Problem: ML segmentation detects wrong features

  • Check: Visually inspect with obs.plot() before fitting

  • Solution: Try interactive mode to refine masks

  • Solution: Increase smoothing after detection

  • Fallback: Use manual annotation (always reliable)

Summary

Choose Manual Annotation if:

  • You want maximum accuracy

  • You’re analyzing 1-10 images

  • You’re teaching or learning

  • Image quality is poor

  • You can spare 1-2 minutes per image

Choose Gradient-Field if:

  • You’re batch processing many images

  • Horizons are clean and sharp

  • You want reproducible results

  • You don’t have GPU/PyTorch

  • Speed is important

Choose ML Segmentation if:

  • You have PyTorch + GPU installed

  • Scenes are complex but horizon is visible

  • You want to experiment with AI methods

  • You’re willing to visually inspect results

  • You have time for model download (first time)

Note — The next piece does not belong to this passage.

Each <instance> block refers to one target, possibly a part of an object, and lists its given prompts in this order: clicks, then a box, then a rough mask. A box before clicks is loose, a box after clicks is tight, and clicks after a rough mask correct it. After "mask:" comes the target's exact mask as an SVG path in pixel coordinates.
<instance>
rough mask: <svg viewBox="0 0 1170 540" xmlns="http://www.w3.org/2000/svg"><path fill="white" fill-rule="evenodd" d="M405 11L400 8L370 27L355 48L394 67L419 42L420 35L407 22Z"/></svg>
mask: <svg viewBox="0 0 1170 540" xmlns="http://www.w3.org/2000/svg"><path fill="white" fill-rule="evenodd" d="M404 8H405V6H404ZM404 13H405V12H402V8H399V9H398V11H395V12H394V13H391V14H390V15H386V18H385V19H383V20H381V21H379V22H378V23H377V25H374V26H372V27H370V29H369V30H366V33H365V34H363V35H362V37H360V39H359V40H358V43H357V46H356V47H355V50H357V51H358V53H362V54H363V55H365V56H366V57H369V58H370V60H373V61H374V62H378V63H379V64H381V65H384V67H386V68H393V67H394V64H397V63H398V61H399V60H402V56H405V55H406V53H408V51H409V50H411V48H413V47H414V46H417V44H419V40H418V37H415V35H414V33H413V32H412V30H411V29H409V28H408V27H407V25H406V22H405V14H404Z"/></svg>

Use Sagitta as Stage 1 when:

  • You want a fast warm-start before a slower arc fit

  • You need a quick sanity-check radius estimate

  • You are batch processing and want to reduce full-fit time

When in doubt: Start with manual annotation followed by a sagitta → arc staged fit (obs.fit_limb(stages=[{"method": "sagitta"}, {"method": "arc"}])). This is the recommended default workflow in 2.0.